"You're lucky it was no worse," remarked Bert, laughing also. "But as long as you two are all right, and the Bird isn't damaged, I'm glad."

Mr. Bobbsey was also, and then he took the children into his sleigh, driving home with them while Uncle Jack turned back.

"I like him," said Flossie, speaking of the old woodchopper to her father. "He hasn't a chick or a child and he lives all alone in the woods."

"Yes, poor Uncle Jack doesn't have a very happy life," said Mr. Bobbsey. "I must see what we can do to help him."

Little was talked of in the Bobbsey home that afternoon and evening but the adventure with the ice-boat, and what had happened to Flossie and Freddie when it ran away with them.

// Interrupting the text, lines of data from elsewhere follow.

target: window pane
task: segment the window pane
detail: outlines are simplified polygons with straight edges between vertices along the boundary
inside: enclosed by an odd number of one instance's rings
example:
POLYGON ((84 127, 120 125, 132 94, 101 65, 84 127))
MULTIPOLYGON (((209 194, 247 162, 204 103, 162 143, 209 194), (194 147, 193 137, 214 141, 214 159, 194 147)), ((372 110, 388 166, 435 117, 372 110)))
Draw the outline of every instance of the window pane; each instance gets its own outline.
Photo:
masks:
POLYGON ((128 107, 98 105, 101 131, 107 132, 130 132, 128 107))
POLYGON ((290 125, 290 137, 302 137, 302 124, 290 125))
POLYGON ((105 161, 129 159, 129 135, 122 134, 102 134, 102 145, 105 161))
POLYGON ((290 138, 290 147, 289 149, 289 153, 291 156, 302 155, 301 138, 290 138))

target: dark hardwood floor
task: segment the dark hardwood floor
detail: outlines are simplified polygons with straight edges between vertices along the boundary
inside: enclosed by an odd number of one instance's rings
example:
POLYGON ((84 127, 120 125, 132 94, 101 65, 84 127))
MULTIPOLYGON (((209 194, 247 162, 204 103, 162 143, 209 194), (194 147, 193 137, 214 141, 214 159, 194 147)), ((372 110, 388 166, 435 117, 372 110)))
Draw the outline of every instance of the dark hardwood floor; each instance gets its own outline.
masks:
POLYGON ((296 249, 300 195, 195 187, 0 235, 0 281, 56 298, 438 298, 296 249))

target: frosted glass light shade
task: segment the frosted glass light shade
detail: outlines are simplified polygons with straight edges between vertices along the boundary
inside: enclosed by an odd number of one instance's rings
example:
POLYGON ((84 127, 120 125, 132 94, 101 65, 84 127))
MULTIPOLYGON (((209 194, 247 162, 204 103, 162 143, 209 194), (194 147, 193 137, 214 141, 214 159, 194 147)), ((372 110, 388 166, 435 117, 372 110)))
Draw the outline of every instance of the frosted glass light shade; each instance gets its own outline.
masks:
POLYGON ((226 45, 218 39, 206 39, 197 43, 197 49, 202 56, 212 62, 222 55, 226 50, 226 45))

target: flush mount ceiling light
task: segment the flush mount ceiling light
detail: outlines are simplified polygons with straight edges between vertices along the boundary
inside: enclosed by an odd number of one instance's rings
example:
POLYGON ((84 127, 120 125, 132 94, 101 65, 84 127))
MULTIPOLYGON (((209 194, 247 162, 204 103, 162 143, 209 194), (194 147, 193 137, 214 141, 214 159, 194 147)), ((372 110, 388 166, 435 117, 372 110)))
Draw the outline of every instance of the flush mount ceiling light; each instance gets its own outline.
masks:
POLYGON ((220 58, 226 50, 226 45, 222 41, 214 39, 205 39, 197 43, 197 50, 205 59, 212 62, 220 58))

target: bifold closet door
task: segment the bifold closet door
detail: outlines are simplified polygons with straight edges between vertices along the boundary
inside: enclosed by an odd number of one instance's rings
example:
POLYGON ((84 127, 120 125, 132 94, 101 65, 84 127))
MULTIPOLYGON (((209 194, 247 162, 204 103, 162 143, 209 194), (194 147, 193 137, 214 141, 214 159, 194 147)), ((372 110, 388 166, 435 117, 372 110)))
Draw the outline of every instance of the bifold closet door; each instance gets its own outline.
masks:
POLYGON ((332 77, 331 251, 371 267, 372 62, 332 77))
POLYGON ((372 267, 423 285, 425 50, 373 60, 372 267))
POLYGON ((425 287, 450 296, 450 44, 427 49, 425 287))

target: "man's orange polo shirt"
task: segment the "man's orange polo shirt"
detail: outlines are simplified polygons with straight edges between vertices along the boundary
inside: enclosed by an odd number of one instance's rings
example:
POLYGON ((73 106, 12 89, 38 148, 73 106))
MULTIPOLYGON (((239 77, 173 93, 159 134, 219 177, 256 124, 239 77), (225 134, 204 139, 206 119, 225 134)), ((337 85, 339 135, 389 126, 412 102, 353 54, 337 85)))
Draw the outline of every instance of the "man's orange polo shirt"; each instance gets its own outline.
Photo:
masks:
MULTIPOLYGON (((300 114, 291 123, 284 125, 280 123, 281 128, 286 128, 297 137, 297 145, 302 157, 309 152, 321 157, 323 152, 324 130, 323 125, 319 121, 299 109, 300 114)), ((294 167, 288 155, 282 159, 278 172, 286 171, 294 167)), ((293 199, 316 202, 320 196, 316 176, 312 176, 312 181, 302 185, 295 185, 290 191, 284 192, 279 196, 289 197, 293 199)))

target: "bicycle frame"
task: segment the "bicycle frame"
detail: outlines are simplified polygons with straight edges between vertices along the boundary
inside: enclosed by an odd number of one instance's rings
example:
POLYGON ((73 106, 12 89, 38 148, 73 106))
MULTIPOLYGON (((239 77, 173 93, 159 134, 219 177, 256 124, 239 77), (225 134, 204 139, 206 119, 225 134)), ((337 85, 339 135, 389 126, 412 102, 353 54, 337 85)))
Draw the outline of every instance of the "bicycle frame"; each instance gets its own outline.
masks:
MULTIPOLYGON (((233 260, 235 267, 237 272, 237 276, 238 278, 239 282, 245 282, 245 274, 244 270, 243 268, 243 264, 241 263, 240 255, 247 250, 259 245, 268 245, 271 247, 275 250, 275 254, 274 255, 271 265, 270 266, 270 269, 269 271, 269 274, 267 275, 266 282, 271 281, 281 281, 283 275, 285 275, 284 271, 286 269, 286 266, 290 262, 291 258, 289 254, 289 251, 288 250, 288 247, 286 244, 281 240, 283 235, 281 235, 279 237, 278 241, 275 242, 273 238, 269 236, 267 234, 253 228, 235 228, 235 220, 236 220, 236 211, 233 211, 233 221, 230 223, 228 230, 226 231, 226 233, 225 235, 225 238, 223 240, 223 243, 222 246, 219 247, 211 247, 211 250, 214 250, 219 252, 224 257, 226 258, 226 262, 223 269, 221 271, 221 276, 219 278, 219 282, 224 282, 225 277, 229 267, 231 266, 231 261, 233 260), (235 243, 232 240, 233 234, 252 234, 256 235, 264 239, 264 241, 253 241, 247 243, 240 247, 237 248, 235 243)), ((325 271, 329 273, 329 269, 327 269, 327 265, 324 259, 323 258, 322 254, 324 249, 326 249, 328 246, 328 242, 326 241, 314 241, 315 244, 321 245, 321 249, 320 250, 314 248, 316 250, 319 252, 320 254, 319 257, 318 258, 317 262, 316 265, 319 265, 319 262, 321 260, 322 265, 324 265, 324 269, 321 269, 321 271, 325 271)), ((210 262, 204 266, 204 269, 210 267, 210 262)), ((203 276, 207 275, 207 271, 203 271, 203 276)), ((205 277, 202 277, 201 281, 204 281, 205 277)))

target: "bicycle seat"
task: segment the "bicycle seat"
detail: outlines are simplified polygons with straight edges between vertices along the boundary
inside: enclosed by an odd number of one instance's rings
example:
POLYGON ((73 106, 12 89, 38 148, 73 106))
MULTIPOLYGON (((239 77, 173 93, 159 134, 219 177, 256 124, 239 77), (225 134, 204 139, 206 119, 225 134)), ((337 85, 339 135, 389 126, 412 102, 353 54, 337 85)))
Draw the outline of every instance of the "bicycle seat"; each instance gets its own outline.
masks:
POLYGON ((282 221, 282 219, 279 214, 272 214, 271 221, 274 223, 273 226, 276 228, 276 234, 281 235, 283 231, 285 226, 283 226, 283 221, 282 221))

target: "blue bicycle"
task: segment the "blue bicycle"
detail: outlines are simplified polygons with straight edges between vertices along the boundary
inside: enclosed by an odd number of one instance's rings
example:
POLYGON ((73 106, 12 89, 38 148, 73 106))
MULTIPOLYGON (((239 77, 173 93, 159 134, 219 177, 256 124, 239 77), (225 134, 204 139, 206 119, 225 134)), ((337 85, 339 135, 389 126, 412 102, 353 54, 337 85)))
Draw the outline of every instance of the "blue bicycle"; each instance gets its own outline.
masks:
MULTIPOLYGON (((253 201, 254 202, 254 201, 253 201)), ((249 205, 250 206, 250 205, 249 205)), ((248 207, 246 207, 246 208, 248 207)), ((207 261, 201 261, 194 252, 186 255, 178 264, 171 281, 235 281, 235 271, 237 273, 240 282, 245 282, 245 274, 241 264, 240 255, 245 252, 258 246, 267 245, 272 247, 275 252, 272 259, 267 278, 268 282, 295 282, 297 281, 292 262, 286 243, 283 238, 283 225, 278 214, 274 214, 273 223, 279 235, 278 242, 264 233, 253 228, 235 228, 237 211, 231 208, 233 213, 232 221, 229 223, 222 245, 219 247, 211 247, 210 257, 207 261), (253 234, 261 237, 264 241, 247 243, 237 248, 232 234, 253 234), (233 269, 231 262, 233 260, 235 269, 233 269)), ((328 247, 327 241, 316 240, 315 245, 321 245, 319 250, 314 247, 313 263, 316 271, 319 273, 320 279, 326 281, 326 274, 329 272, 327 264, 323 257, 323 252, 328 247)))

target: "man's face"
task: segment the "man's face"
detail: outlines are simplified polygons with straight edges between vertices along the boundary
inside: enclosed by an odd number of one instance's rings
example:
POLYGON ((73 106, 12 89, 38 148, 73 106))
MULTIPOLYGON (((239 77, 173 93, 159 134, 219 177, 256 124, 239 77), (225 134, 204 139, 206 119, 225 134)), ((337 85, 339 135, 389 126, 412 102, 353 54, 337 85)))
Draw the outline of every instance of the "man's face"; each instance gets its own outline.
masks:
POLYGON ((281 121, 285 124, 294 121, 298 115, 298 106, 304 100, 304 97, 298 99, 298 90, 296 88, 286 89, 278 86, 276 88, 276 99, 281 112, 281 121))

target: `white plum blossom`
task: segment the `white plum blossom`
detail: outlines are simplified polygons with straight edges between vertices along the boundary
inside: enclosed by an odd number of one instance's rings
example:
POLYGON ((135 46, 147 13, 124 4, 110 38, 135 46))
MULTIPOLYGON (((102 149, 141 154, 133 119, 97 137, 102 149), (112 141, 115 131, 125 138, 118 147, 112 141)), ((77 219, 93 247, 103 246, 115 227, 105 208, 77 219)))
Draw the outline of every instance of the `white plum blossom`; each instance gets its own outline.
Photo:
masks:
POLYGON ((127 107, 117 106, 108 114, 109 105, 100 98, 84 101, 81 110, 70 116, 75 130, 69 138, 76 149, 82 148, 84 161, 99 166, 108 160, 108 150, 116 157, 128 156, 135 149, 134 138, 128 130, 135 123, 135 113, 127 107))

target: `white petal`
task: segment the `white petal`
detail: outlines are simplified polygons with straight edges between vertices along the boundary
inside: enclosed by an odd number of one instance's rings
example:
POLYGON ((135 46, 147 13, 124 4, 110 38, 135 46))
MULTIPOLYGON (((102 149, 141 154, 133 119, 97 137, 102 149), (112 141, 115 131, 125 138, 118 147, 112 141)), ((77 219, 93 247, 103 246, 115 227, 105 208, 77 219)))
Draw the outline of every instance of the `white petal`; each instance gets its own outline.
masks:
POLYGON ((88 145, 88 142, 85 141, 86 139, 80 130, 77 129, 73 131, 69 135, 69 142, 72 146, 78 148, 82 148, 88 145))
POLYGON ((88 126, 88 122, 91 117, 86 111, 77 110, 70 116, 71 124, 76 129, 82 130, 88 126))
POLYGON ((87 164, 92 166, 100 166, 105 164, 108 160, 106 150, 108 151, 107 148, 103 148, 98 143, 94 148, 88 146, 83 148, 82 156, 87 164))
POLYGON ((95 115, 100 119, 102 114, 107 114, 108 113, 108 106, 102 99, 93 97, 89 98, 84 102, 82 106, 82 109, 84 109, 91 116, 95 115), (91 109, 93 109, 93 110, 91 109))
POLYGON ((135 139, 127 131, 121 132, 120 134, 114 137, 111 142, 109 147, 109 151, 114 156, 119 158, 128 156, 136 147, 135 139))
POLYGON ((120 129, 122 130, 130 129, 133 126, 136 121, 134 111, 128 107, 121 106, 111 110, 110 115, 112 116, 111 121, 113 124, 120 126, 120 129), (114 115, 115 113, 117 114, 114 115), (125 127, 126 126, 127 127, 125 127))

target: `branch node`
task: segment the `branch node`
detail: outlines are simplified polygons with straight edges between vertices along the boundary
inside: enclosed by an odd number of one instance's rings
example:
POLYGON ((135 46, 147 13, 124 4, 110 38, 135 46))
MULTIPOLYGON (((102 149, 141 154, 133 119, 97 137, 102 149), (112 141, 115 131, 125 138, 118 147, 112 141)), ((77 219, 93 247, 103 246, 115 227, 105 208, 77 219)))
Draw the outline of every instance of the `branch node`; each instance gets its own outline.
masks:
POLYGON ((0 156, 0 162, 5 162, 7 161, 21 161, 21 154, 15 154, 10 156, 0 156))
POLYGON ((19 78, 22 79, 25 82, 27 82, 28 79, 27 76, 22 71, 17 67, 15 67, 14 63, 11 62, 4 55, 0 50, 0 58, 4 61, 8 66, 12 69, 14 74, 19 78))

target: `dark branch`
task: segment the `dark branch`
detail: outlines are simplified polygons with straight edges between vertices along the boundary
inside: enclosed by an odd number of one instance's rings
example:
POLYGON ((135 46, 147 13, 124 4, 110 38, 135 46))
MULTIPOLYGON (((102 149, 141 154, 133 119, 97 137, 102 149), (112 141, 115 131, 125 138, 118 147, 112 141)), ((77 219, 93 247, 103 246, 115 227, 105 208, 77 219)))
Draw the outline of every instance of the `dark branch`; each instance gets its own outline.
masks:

The next day Bert and Tommy Todd got the Bird back and had fine times sailing in it. Flossie and Freddie, as well as some of their friends, were also given rides, but Bert cut the sail smaller so his boat would not go so fast, making it safer.

When the Bobbsey twins were not ice-boating they were skating, or building snow forts or snow men. Once Flossie and Freddie built a little snow house and got inside it with Snoop, the black cat, and Snap, the dog.

Everything was very nice, but the house was so small that, when they were all in it, there was not room for Snap to wag his tail. And as there never was a dog yet, with a tail, who did not want to wag it, you can easily guess what happened.

Either Snap wagged his tail in the faces of Flossie and Freddie or he whacked Snoop with it, and as the cat did not like that she ran out of the snow house.

But Snap kept on wagging his tail, and as Flossie and Freddie made him get to one side when he did it the only other place he had to wag it was against the sides of the snow house.